Post-1992s need new governance structures, argues Leeds Met head

Lee says that his forced resignation highlights an urgent need for reform. Melanie Newman writes

February 12, 2009

The departing vice-chancellor of Leeds Metropolitan University has called for the reform of governance structures in higher education - after claiming that he was forced to resign because he clashed with governors over student tuition fees.

Simon Lee announced his resignation last month, but it later emerged that he had been told by the chairman of governors, Ninian Watt, that if he did not quit, he would be suspended while "serious complaints regarding his treatment of staff" were investigated.

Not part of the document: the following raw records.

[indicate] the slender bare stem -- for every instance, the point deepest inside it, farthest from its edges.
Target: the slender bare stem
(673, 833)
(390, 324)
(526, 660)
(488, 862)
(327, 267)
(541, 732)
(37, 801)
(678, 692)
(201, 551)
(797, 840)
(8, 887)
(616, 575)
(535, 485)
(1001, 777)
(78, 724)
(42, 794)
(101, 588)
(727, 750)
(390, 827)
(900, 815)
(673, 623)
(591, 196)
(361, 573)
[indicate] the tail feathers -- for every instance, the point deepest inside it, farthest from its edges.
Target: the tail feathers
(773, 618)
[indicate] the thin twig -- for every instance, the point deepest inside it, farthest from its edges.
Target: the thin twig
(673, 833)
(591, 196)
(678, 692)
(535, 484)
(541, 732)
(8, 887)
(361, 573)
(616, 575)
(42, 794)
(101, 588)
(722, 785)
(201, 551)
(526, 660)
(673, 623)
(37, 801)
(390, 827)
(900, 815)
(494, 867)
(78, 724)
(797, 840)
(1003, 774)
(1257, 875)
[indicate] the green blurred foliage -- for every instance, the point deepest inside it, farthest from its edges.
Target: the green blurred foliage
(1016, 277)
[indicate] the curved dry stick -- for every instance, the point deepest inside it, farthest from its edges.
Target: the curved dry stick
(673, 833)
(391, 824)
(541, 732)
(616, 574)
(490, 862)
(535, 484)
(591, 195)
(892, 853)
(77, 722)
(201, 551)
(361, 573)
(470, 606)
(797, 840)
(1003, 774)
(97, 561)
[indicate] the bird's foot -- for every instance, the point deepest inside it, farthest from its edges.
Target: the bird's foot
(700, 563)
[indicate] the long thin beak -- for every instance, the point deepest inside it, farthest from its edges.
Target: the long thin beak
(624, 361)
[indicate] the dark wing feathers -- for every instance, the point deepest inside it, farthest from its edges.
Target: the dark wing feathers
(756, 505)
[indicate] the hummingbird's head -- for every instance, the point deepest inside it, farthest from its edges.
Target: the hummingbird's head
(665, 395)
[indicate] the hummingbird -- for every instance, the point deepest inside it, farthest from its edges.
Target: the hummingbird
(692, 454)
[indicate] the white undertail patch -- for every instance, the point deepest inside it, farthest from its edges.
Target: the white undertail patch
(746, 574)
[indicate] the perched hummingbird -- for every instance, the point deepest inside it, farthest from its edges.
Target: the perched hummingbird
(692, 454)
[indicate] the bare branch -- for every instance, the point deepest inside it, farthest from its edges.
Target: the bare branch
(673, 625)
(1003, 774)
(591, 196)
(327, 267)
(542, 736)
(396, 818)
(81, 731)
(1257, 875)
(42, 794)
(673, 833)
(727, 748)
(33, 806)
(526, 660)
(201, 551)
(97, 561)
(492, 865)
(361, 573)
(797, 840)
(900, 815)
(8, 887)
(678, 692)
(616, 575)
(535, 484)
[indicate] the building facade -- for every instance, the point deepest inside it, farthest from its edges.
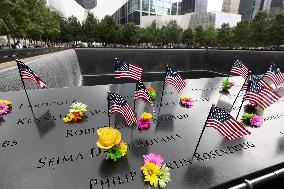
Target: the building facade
(87, 4)
(231, 6)
(133, 10)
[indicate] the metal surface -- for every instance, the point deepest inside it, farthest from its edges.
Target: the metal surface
(39, 152)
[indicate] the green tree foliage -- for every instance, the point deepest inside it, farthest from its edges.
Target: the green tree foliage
(225, 35)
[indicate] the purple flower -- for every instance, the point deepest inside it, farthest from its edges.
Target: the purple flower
(144, 123)
(154, 158)
(255, 120)
(3, 109)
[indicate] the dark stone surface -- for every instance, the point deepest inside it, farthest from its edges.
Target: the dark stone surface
(97, 61)
(174, 135)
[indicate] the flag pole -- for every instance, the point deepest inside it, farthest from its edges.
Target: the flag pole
(243, 99)
(202, 132)
(240, 91)
(163, 91)
(108, 108)
(30, 105)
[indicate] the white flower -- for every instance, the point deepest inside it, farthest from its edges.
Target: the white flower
(78, 107)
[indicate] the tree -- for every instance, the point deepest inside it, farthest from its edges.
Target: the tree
(242, 34)
(130, 33)
(90, 29)
(187, 36)
(210, 36)
(199, 35)
(225, 35)
(110, 31)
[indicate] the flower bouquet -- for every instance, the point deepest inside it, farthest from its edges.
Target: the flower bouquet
(151, 92)
(110, 139)
(252, 107)
(252, 119)
(185, 101)
(76, 113)
(226, 85)
(154, 172)
(5, 107)
(144, 121)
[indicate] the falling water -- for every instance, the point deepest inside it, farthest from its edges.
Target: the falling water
(58, 70)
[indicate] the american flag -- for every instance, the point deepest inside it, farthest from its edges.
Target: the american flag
(124, 69)
(225, 124)
(27, 73)
(260, 94)
(173, 78)
(255, 78)
(141, 92)
(239, 68)
(117, 104)
(275, 75)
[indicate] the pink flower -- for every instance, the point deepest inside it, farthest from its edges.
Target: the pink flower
(255, 120)
(144, 123)
(232, 83)
(154, 158)
(3, 109)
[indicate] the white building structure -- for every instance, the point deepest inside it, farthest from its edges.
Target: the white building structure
(67, 8)
(192, 20)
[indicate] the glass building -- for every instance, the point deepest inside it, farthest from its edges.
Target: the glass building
(133, 10)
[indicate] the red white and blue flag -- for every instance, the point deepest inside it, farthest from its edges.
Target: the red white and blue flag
(173, 78)
(275, 75)
(123, 69)
(260, 94)
(228, 126)
(27, 73)
(141, 92)
(117, 104)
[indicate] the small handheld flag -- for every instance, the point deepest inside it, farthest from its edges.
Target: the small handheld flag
(27, 73)
(123, 69)
(275, 75)
(222, 121)
(173, 78)
(239, 68)
(260, 94)
(117, 104)
(141, 92)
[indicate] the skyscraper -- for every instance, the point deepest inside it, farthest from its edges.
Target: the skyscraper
(231, 6)
(87, 4)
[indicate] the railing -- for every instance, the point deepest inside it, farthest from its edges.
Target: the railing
(8, 55)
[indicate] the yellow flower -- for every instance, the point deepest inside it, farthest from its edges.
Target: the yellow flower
(123, 147)
(68, 117)
(146, 115)
(108, 137)
(7, 102)
(151, 172)
(184, 97)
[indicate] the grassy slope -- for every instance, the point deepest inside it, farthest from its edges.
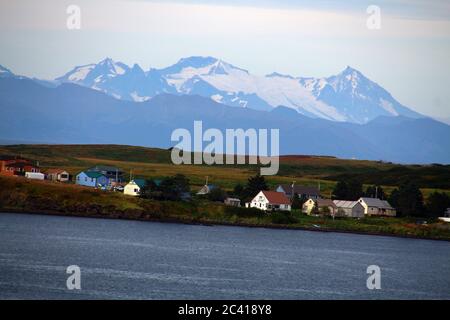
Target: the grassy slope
(18, 194)
(156, 163)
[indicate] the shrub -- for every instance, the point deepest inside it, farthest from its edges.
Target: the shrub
(279, 217)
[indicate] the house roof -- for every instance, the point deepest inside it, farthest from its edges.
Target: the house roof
(325, 203)
(140, 182)
(93, 174)
(345, 203)
(19, 165)
(312, 191)
(105, 168)
(51, 171)
(276, 197)
(375, 202)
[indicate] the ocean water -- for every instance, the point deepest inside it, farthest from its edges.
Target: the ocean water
(121, 259)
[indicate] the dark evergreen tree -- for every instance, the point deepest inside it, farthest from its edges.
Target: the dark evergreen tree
(340, 191)
(217, 194)
(437, 203)
(297, 202)
(375, 192)
(408, 200)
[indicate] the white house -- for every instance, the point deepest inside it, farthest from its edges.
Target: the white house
(133, 188)
(206, 189)
(302, 191)
(346, 208)
(232, 202)
(34, 175)
(322, 205)
(271, 201)
(377, 207)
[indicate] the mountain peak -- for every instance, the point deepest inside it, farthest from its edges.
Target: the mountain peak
(5, 72)
(197, 61)
(279, 75)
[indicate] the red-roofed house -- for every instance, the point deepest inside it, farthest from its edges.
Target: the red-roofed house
(57, 175)
(271, 201)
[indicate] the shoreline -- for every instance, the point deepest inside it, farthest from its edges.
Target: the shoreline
(209, 223)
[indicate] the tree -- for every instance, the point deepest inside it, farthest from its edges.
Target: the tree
(437, 203)
(297, 202)
(375, 192)
(254, 185)
(347, 190)
(340, 191)
(408, 200)
(217, 194)
(354, 191)
(149, 191)
(238, 191)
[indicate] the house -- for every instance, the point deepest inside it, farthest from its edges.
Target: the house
(377, 207)
(206, 189)
(12, 166)
(114, 174)
(58, 175)
(270, 201)
(35, 175)
(233, 202)
(133, 188)
(91, 179)
(353, 209)
(302, 191)
(324, 206)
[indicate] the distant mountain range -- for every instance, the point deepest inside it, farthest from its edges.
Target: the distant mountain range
(35, 110)
(346, 97)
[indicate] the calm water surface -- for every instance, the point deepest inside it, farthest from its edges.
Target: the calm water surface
(145, 260)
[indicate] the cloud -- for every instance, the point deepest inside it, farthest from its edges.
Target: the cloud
(198, 19)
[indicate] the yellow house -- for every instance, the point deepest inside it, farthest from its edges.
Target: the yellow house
(133, 188)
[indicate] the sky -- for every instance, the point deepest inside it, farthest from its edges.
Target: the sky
(408, 55)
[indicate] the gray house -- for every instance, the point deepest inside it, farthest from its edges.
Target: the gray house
(302, 191)
(352, 209)
(377, 207)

In an interview with Times Higher Education, Professor Lee denied the allegations - which included claims that he had reduced colleagues to tears and had accused them of disloyalty. He said: "I pointed out that none of these things was mentioned at my appraisal and suggested that the underlying reason for putting me in this position was our disagreement over fees."

Professor Lee and Mr Watt had clashed at board meetings over whether or not tuition fees at Leeds Met should be raised from their current level of £2,000, the lowest in the English higher education sector.

In particular, Professor Lee said, the atmosphere at the board meeting of 3 October 2008 became "very unfortunate" after he questioned Mr Watt's amendments to minutes from the previous board meetings.

Professor Lee said he was left with little choice but to resign when he was approached with the ultimatum by Mr Watt and his deputy, Keith Ramsay, on 11 November.

Visitors welcome

He suggested that an appeals system for post-1992 universities was necessary to prevent clashes over strategy leading to such situations.

"There is a lot to learn from the traditional universities," he said. "I like the idea of a university visitor (a quasi-judicial arbiter) who can adjudicate in these kinds of disputes."

Under the articles of government of post-1992 universities such as Leeds Met, the chair or deputy chair of governors "may suspend from duty, with pay, the holder of a senior post for alleged misconduct or other good and urgent cause".

The articles lay down rules on how suspensions and subsequent investigations should be carried out, but there is no procedure for a vice-chancellor to appeal a suspension.

In the older, chartered universities, staff were able to appeal to the university visitor to adjudicate in disputes.

However, a 2008 Higher Education Funding Council for England toolkit on resolving disputes in higher education says that "to all intents and purposes the university visitor was removed as a 'player' in dispute resolution in universities by the Higher Education Act 2004". Under the terms of the Act, the visitor's role in adjudicating on student complaints has been taken on by the Office of the Independent Adjudicator for Higher Education, which is not open to staff.

The Hefce document proposes the appointment of an "ombudsman" by each higher education institution to carry out functions once provided by a visitor.

Professor Lee compared his situation to that of Josef K, the protagonist of Franz Kafka's story The Trial, who is arrested and accused of a crime that is never made clear and that he did not commit. "I never thought it was really about the allegations, but I could not get any details out of (Mr Watt)," he said.

Times Higher Education understands that the university's chancellor, Brendan Foster, tried to act as a mediator between Professor Lee and Mr Watt.

The vice-chancellor eventually decided to resign on the advice of his lawyer, who suggested that his reputation would be irreparably damaged whatever the investigation's outcome.

"I didn't see many vice-chancellors who'd been suspended coming back and picking up where they left off," Professor Lee said. "I didn't see resigning as an ignoble thing; it was not about running away from clearing my name."

He pointed to Winifred Mercier, the first female vice-principal of Leeds Training College in 1913-15, who resigned after clashing with the Secretary of Education of the day.

"She became convinced that she had lost the confidence of the governors and decided to resign. She was not only giving up the work that she loved but also her means of livelihood. Her story was very much in my thoughts on 11 November," Professor Lee said.

In a speech to the sports faculty shortly after he received the ultimatum, Professor Lee quoted from a book about Miss Mercier, which described her as never currying favour with anyone and turning "a white flame of indignation" on those who were giving "less than the best". Miss Mercier was "ultimately vindicated", he noted.

Differing accounts

There are several discrepancies between Professor Lee's account of events surrounding his resignation and that of the university.

Leeds Met has said that concerns about his "management approach" were raised in his appraisal in late September 2008. Professor Lee received a £20,000 pay rise after the appraisal, and he denies that such concerns were raised.

Geoff Hitchins, the acting chief executive, has also said that links between the vice-chancellor's resignation and disputes over tuition fees "have no basis in fact".

Some Leeds Met staff have called for Mr Watt to resign, arguing that correct disciplinary processes do not appear to have been followed and that details of Professor Lee's appraisal should have been kept confidential.

The university said that Mr Watt, as chair of governors, "acts on behalf of, and with the full support of, the board". It added that Professor Lee will not now be required to undertake the "ambassadorial" duties that were originally planned for him in the months leading up to his formal departure date in August 2009.